Второе начинается дальше. Это была моя часть работы, но еще же была часть работы других людей. В это время меняют Буковского, «обменяли хулигана на Луиса Корвалана». И он начинает бороться с психиатрическим преследованием политзаключенных. Выезжает Наташа Горбаневская, которая тратит очень много сил на мое спасение. Вот когда она приезжала сюда получить Ельцинскую премию, она, такая счастливая, смеялась: «Вот реальный человек, которого я спасла!» Я говорю: «Конечно! Правда, Наташа, спасла, реально спасла». В общем, очень много она активно делала. Обо мне говорили Сахаров, Солженицын. Ну, в общем, шум был большой. Я не знаю, так ли уж много было политпсихов, о которых говорили столько. О [Леониде] Плюще говорили больше, о Григоренко говорили больше, но остальные… Ну, вот я в следующем ряду после Григоренко и Плюща. Тем более что, поскольку я нравился многим московским диссидентам чисто по-человечески, конечно, все старались мне помочь. А моя жесткая позиция вообще сделала из меня чуть ли не героя. Когда я вернулся, меня так встречали, как будто я там Александр Македонский, с поля боя вернулся.
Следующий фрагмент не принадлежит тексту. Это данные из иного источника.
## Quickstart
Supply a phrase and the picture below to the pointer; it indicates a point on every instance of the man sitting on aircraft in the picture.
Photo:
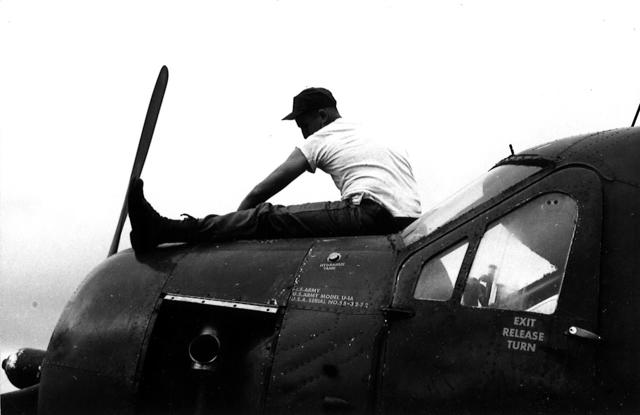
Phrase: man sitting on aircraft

Так вот, их часть работы была сделана, но сверх этого – Хельсинкские соглашения, и Союзу нужно какие-то уступки делать. А я еще одну часть выиграл. А именно: я разговаривал со всеми – с кагэбэшниками, с надзирателями, с врачами – по-человечески, я не кричал им: «Вы – убийцы в белых халатах!» Ну, настоящий герой – что он должен делать? Он должен говорить: вы занимаетесь противозаконной деятельностью, то-се… Как [Петр] Старчик, который был у того же врача [Института им. Сербского Альфреда] Азаматова и говорил ему: «Вы понимаете, что, когда советская власть рухнет, вы окажетесь на скамье подсудимых?» Азаматов был человек с большой долей юмора, и он ему ответил: «Ну что вы, на этой скамье мне места не хватит» (смеется).